Limitations of the study
- Technical limitations: Algorithms given do not most of the time apply for multiplication and division whenever distributions have ranges that include non-positive (x<0) numbers.
- Algorithms cannot make use of information about non-zero correlations among the variables despite the fact that such algorithms can either assume independence or make no assumption about dependency.
- Optically narrow solutions are no longer guaranteed whenever repeated variables appear in the risk expressions.

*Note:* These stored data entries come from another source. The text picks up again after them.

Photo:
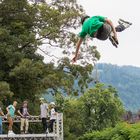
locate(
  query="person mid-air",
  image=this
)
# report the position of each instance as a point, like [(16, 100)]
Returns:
[(101, 28)]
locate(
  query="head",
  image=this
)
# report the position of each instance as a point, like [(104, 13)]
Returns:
[(84, 18), (25, 104), (15, 103)]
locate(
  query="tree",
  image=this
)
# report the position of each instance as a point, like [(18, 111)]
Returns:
[(102, 107), (96, 109)]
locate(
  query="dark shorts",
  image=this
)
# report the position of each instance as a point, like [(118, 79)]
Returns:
[(104, 32)]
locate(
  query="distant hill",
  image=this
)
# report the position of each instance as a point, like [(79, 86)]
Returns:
[(126, 79)]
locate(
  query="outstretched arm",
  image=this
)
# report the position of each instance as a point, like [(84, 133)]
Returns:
[(113, 28), (77, 49)]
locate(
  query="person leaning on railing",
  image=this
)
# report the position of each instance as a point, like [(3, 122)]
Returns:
[(10, 116), (1, 113), (23, 112)]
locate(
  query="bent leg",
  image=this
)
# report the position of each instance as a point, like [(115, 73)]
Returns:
[(120, 28)]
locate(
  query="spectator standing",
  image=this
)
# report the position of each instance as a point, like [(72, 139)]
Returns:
[(10, 117), (23, 112), (44, 114)]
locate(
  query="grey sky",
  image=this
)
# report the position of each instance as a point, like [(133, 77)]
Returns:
[(128, 52)]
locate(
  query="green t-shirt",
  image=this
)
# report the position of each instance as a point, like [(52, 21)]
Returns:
[(91, 25)]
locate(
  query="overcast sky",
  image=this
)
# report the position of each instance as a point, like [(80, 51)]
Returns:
[(128, 52)]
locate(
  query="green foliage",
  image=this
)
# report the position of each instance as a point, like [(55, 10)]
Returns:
[(127, 81), (96, 109), (122, 131)]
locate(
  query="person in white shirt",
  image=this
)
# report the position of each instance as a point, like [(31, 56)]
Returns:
[(10, 116), (44, 114), (53, 116)]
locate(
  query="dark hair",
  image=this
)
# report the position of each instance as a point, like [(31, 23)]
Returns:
[(84, 18)]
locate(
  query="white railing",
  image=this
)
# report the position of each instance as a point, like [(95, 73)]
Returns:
[(57, 135)]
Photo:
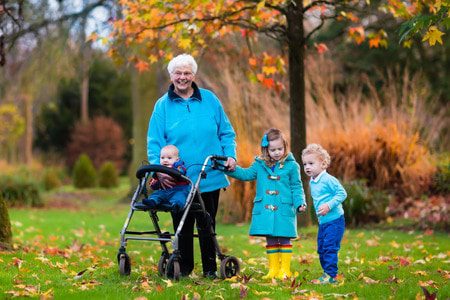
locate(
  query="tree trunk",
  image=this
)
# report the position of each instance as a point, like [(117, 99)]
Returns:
[(5, 226), (28, 103), (296, 44), (84, 90), (144, 93), (85, 54)]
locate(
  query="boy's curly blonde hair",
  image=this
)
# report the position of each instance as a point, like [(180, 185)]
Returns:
[(319, 151)]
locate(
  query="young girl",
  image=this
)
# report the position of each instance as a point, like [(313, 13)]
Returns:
[(327, 194), (279, 195)]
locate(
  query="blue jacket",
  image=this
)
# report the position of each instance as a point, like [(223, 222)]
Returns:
[(279, 193), (198, 126), (327, 189)]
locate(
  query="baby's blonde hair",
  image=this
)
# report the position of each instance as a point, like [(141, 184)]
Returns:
[(319, 151), (171, 148)]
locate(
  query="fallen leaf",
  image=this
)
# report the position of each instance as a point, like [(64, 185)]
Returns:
[(369, 280), (428, 295), (420, 273)]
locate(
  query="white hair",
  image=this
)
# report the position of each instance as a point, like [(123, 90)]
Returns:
[(181, 61)]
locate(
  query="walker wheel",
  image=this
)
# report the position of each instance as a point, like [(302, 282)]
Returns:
[(162, 264), (173, 268), (124, 264), (229, 267)]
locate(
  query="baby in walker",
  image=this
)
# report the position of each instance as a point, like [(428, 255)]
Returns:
[(174, 197)]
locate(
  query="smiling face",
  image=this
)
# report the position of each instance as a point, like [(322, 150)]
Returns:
[(313, 165), (276, 149), (182, 78), (169, 155)]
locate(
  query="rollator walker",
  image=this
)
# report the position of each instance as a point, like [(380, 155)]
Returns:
[(169, 263)]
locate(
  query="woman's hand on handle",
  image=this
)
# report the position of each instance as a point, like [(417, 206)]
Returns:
[(230, 164)]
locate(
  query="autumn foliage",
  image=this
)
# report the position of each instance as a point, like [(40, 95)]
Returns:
[(101, 139), (381, 134)]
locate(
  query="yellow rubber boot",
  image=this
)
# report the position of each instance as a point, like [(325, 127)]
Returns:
[(274, 261), (286, 256)]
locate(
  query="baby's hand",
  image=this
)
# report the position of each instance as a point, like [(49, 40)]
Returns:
[(301, 208), (323, 209)]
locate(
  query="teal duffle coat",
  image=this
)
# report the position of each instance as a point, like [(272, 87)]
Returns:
[(279, 193)]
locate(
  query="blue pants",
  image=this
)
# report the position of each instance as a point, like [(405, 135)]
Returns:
[(174, 197), (328, 244)]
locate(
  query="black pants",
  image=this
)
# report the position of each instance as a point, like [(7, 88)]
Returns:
[(186, 238)]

The above limitations however require further methodological research even though they may be surmountable (Grous, 2013).
- Uncertainty treatment of Non-graded.
Treatment with a different uncertainty interval is achieved by the uncertainty about the probability distributions of available inputs. This suggests that one whatsoever makes no statement about precisely where within the bounds the actual distribution lies, not even in which areas it is more likely to be. The approach is not able to handle 2nd order probability distributions (Chihara & Hesterberg, 2011).
Conclusion
The approach suggested in this paper is quite flexible such that it allows analysts to make risks which are probabilistic. A probabilistic risk refers to risks that are actually calculate from the concept of probability theory. This approach will definitely be useful whenever empirical information is available because it does not restrict sampling that defines them to be used during mathematical computations. The level of specificity is not normally affected by how the variables are combined in subsequent arithmetic operations, and the result thereby represents the appropriate level uncertainty rather than a false precision gained by unjustified assumptions. This approach therefore results positively in a way to honestly as well as fully characterize the uncertainty involved in the input distributions.
References
Diebold, F. X., Doherty, N. A., & Herring, R. (2012). The known, the unknown, and the unknowable in financial risk management: Measurement and theory advancing practice. Princeton, N.J: Princeton University Press.
Millar, R. B. (2011). Maximum likelihood estimation and inference: With examples in R, SAS and ADMB.
Meucci, A. (2005). Risk and asset allocation. Berlin [etc.: Springer.
Chihara, L., & Hesterberg, T. (2011). Mathematical statistics with resampling and R. Hoboken, N.J: J. Wiley & Sons.
Grous, A. (2013). Fracture mechanics: 1.
Lafaye, . M. P., Drouilhet, R., & Liquet, B. (2013). The R software: Fundamentals of programming and statistical analysis.
Kolassa, J. E. (2006). Series approximation methods in statistics. (Springer e-books.) New York: Springer.
Ibrahim, J. G., Chen, M.-H., & Sinha, D. (2001). Bayesian survival analysis. New York, NY [u.a.: Springer.
Millar, R. B. (2011). Maximum likelihood estimation and inference: With examples in R, SAS and ADMB.
Cullen, A. C., & Frey, H. C. (1999). Probabilistic techniques in exposure assessment: A handbook for dealing with variability and uncertainty in models and inputs. New York, NY [u.a.: Plenum Press.
De, B. P. (2004). Explanatory item response models: A generalized linear and nonlinear approach. New York, NY [u.a.: Springer.